Die Landesmitgliederversammlung möge beschließen, dass die GRÜNE JUGEND NRW sich in der Debatte klar gegen eine künftige Teilnahme von Pferden an Karnevalszügen positioniert.

 

Begründung:

Tierschützer*innen fordern schon seit Jahren, beim alljährlichen Rosenmontagszug auf den Einsatz von Pferden zu verzichten. Einmal aufs Neue wurde diese Forderung, durch die Ereignisse in Köln letzen Monat bestätigt, als zwei Kutschpferde durchgingen und vier Menschen verletzt wurden. Auch in der Vergangenheit ist es bereits des Öfteren zu solchen Zwischenfällen gekommen, wie zum Beispiel beim Rosenmontagszug in Bonn 2017, als neun Menschen verletzt wurden.

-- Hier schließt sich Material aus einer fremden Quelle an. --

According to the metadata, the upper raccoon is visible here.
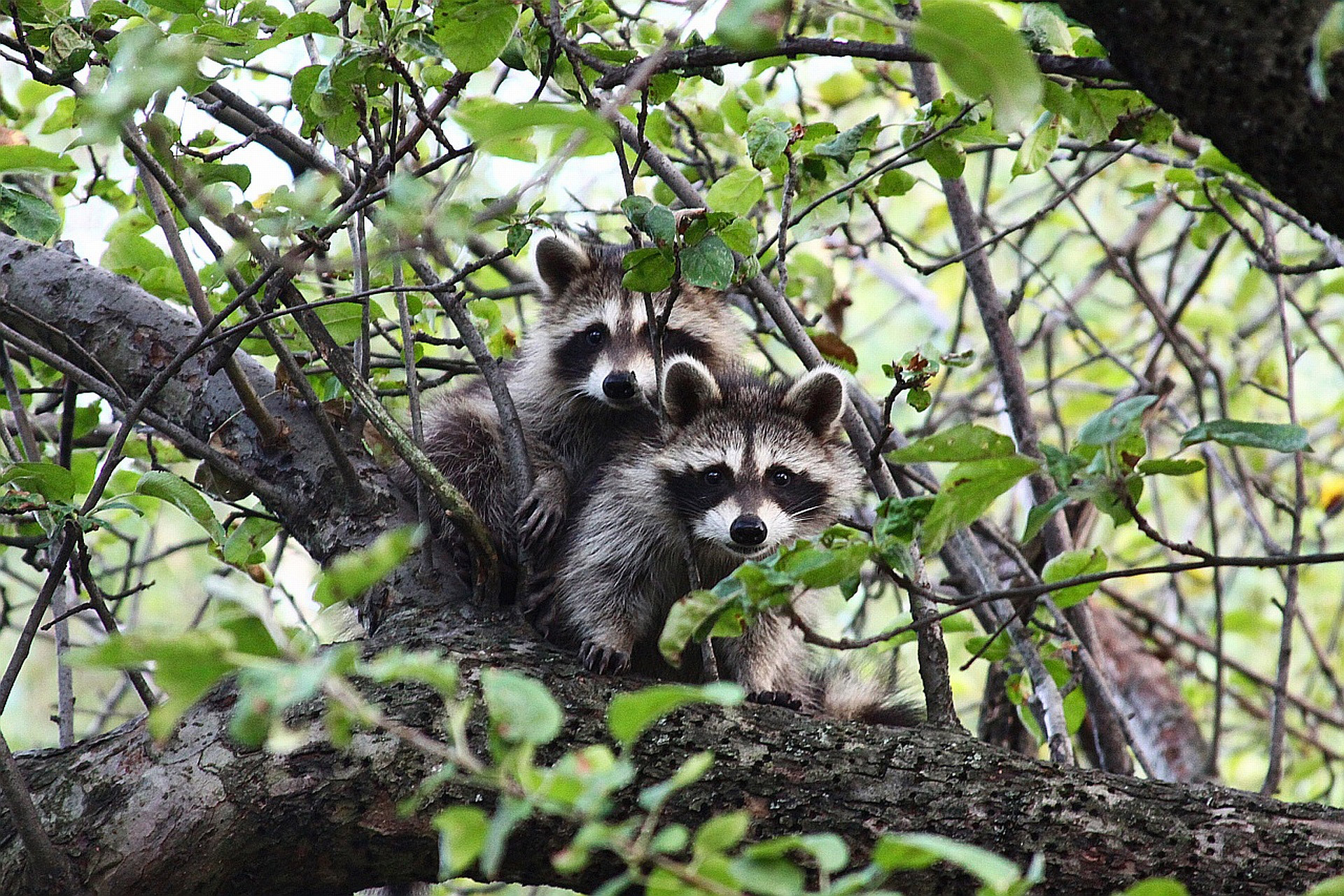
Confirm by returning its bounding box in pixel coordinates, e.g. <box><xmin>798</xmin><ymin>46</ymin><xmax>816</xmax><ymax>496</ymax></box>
<box><xmin>535</xmin><ymin>358</ymin><xmax>863</xmax><ymax>708</ymax></box>
<box><xmin>400</xmin><ymin>237</ymin><xmax>743</xmax><ymax>591</ymax></box>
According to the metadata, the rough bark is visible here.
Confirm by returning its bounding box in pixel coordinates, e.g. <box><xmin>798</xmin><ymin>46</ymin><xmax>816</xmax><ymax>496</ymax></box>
<box><xmin>0</xmin><ymin>601</ymin><xmax>1344</xmax><ymax>895</ymax></box>
<box><xmin>1060</xmin><ymin>0</ymin><xmax>1344</xmax><ymax>237</ymax></box>
<box><xmin>0</xmin><ymin>238</ymin><xmax>1344</xmax><ymax>893</ymax></box>
<box><xmin>0</xmin><ymin>235</ymin><xmax>403</xmax><ymax>560</ymax></box>
<box><xmin>1093</xmin><ymin>607</ymin><xmax>1210</xmax><ymax>782</ymax></box>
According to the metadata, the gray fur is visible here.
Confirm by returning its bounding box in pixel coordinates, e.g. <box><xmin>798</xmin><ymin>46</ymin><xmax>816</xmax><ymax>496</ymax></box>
<box><xmin>396</xmin><ymin>237</ymin><xmax>745</xmax><ymax>591</ymax></box>
<box><xmin>547</xmin><ymin>358</ymin><xmax>863</xmax><ymax>708</ymax></box>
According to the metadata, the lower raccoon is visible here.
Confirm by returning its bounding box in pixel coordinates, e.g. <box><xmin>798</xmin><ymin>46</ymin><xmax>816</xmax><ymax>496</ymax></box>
<box><xmin>396</xmin><ymin>237</ymin><xmax>745</xmax><ymax>591</ymax></box>
<box><xmin>542</xmin><ymin>358</ymin><xmax>913</xmax><ymax>724</ymax></box>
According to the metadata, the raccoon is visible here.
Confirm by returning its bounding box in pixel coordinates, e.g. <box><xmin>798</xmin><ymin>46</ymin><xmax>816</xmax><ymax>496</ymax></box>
<box><xmin>399</xmin><ymin>237</ymin><xmax>745</xmax><ymax>591</ymax></box>
<box><xmin>545</xmin><ymin>358</ymin><xmax>881</xmax><ymax>716</ymax></box>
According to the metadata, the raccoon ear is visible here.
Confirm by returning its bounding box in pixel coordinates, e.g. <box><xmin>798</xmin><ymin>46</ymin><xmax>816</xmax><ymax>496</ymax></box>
<box><xmin>783</xmin><ymin>365</ymin><xmax>846</xmax><ymax>437</ymax></box>
<box><xmin>663</xmin><ymin>356</ymin><xmax>722</xmax><ymax>426</ymax></box>
<box><xmin>536</xmin><ymin>235</ymin><xmax>593</xmax><ymax>298</ymax></box>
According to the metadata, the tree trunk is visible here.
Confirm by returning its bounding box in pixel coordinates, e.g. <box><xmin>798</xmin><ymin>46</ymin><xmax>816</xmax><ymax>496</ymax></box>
<box><xmin>0</xmin><ymin>601</ymin><xmax>1344</xmax><ymax>896</ymax></box>
<box><xmin>0</xmin><ymin>237</ymin><xmax>1344</xmax><ymax>895</ymax></box>
<box><xmin>1060</xmin><ymin>0</ymin><xmax>1344</xmax><ymax>237</ymax></box>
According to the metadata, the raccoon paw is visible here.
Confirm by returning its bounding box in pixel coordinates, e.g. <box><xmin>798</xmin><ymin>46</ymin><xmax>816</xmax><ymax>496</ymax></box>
<box><xmin>748</xmin><ymin>690</ymin><xmax>802</xmax><ymax>712</ymax></box>
<box><xmin>519</xmin><ymin>573</ymin><xmax>561</xmax><ymax>639</ymax></box>
<box><xmin>580</xmin><ymin>640</ymin><xmax>630</xmax><ymax>676</ymax></box>
<box><xmin>516</xmin><ymin>478</ymin><xmax>564</xmax><ymax>555</ymax></box>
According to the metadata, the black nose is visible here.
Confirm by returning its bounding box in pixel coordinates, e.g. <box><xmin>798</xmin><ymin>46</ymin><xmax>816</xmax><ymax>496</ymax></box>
<box><xmin>729</xmin><ymin>513</ymin><xmax>766</xmax><ymax>544</ymax></box>
<box><xmin>602</xmin><ymin>371</ymin><xmax>637</xmax><ymax>402</ymax></box>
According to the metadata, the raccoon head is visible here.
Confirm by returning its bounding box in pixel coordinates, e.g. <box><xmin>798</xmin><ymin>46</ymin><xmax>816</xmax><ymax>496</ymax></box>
<box><xmin>656</xmin><ymin>358</ymin><xmax>863</xmax><ymax>560</ymax></box>
<box><xmin>536</xmin><ymin>237</ymin><xmax>742</xmax><ymax>410</ymax></box>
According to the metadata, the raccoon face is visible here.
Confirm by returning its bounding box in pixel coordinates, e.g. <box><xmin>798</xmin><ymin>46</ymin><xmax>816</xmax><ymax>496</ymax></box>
<box><xmin>536</xmin><ymin>237</ymin><xmax>741</xmax><ymax>410</ymax></box>
<box><xmin>657</xmin><ymin>358</ymin><xmax>862</xmax><ymax>560</ymax></box>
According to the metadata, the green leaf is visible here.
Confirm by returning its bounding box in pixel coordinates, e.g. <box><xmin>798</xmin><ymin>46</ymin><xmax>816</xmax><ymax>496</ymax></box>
<box><xmin>1021</xmin><ymin>491</ymin><xmax>1072</xmax><ymax>541</ymax></box>
<box><xmin>714</xmin><ymin>0</ymin><xmax>792</xmax><ymax>50</ymax></box>
<box><xmin>1116</xmin><ymin>877</ymin><xmax>1198</xmax><ymax>896</ymax></box>
<box><xmin>729</xmin><ymin>855</ymin><xmax>806</xmax><ymax>896</ymax></box>
<box><xmin>640</xmin><ymin>206</ymin><xmax>676</xmax><ymax>243</ymax></box>
<box><xmin>0</xmin><ymin>462</ymin><xmax>76</xmax><ymax>504</ymax></box>
<box><xmin>1078</xmin><ymin>395</ymin><xmax>1157</xmax><ymax>444</ymax></box>
<box><xmin>1040</xmin><ymin>548</ymin><xmax>1106</xmax><ymax>610</ymax></box>
<box><xmin>812</xmin><ymin>115</ymin><xmax>882</xmax><ymax>171</ymax></box>
<box><xmin>743</xmin><ymin>118</ymin><xmax>792</xmax><ymax>168</ymax></box>
<box><xmin>621</xmin><ymin>196</ymin><xmax>653</xmax><ymax>230</ymax></box>
<box><xmin>872</xmin><ymin>494</ymin><xmax>934</xmax><ymax>576</ymax></box>
<box><xmin>0</xmin><ymin>145</ymin><xmax>78</xmax><ymax>174</ymax></box>
<box><xmin>434</xmin><ymin>0</ymin><xmax>519</xmax><ymax>71</ymax></box>
<box><xmin>682</xmin><ymin>233</ymin><xmax>735</xmax><ymax>290</ymax></box>
<box><xmin>659</xmin><ymin>589</ymin><xmax>729</xmax><ymax>666</ymax></box>
<box><xmin>313</xmin><ymin>525</ymin><xmax>425</xmax><ymax>607</ymax></box>
<box><xmin>916</xmin><ymin>139</ymin><xmax>966</xmax><ymax>180</ymax></box>
<box><xmin>0</xmin><ymin>187</ymin><xmax>60</xmax><ymax>243</ymax></box>
<box><xmin>874</xmin><ymin>168</ymin><xmax>919</xmax><ymax>196</ymax></box>
<box><xmin>433</xmin><ymin>806</ymin><xmax>489</xmax><ymax>880</ymax></box>
<box><xmin>1180</xmin><ymin>419</ymin><xmax>1312</xmax><ymax>454</ymax></box>
<box><xmin>742</xmin><ymin>834</ymin><xmax>849</xmax><ymax>874</ymax></box>
<box><xmin>919</xmin><ymin>454</ymin><xmax>1040</xmax><ymax>555</ymax></box>
<box><xmin>914</xmin><ymin>0</ymin><xmax>1042</xmax><ymax>130</ymax></box>
<box><xmin>69</xmin><ymin>629</ymin><xmax>238</xmax><ymax>740</ymax></box>
<box><xmin>456</xmin><ymin>97</ymin><xmax>614</xmax><ymax>154</ymax></box>
<box><xmin>966</xmin><ymin>631</ymin><xmax>1012</xmax><ymax>662</ymax></box>
<box><xmin>1306</xmin><ymin>877</ymin><xmax>1344</xmax><ymax>896</ymax></box>
<box><xmin>887</xmin><ymin>423</ymin><xmax>1016</xmax><ymax>463</ymax></box>
<box><xmin>694</xmin><ymin>810</ymin><xmax>751</xmax><ymax>855</ymax></box>
<box><xmin>136</xmin><ymin>470</ymin><xmax>225</xmax><ymax>544</ymax></box>
<box><xmin>719</xmin><ymin>218</ymin><xmax>757</xmax><ymax>255</ymax></box>
<box><xmin>872</xmin><ymin>834</ymin><xmax>1021</xmax><ymax>893</ymax></box>
<box><xmin>1306</xmin><ymin>3</ymin><xmax>1344</xmax><ymax>102</ymax></box>
<box><xmin>704</xmin><ymin>168</ymin><xmax>764</xmax><ymax>218</ymax></box>
<box><xmin>481</xmin><ymin>794</ymin><xmax>532</xmax><ymax>880</ymax></box>
<box><xmin>481</xmin><ymin>669</ymin><xmax>564</xmax><ymax>744</ymax></box>
<box><xmin>219</xmin><ymin>516</ymin><xmax>279</xmax><ymax>567</ymax></box>
<box><xmin>776</xmin><ymin>541</ymin><xmax>869</xmax><ymax>589</ymax></box>
<box><xmin>606</xmin><ymin>681</ymin><xmax>746</xmax><ymax>747</ymax></box>
<box><xmin>1138</xmin><ymin>458</ymin><xmax>1204</xmax><ymax>475</ymax></box>
<box><xmin>272</xmin><ymin>12</ymin><xmax>340</xmax><ymax>44</ymax></box>
<box><xmin>621</xmin><ymin>247</ymin><xmax>676</xmax><ymax>293</ymax></box>
<box><xmin>1012</xmin><ymin>111</ymin><xmax>1060</xmax><ymax>177</ymax></box>
<box><xmin>146</xmin><ymin>0</ymin><xmax>206</xmax><ymax>13</ymax></box>
<box><xmin>359</xmin><ymin>648</ymin><xmax>458</xmax><ymax>700</ymax></box>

Diese und ähnliche Fälle beweisen eindeutig, dass Pferde im Karneval ein Sicherheitsrisiko für den Menschen darstellen. Es handelt sich um Fluchttiere, die auch nach noch so intensivem Training instinktgeleitet sind. Die ständigen Stopps verunsichern die Tiere und machen sie nervös. Im Falle einer Bedrohung versuchen sie zuerst möglichst viel Abstand zwischen sich und die Gefahr zu bringen. Werden Pferde in die Enge getrieben, reagieren sie mit einem Gegenangriff oder gehen durch – wie zuletzt beim Rosenmontagszug in Köln.

Zwar gibt es die sogenannten Gelassenheitsprüfung, die sicherstellen soll das die Pferde charakterlich für den Rosenmontagsumzug geeignet sind, allerdings ist diese nicht verlässlich, da die zugrundeliegenden Kriterien nicht vergleichbar mit den realen Bedingungen des Rosenmontagsumzug sind. So werden die Pferde unter anderem mit Wasser besprüht, ein Regenschirm wird vor ihnen aufgespannt und ein Ballon steigt hinter einer Hecke auf.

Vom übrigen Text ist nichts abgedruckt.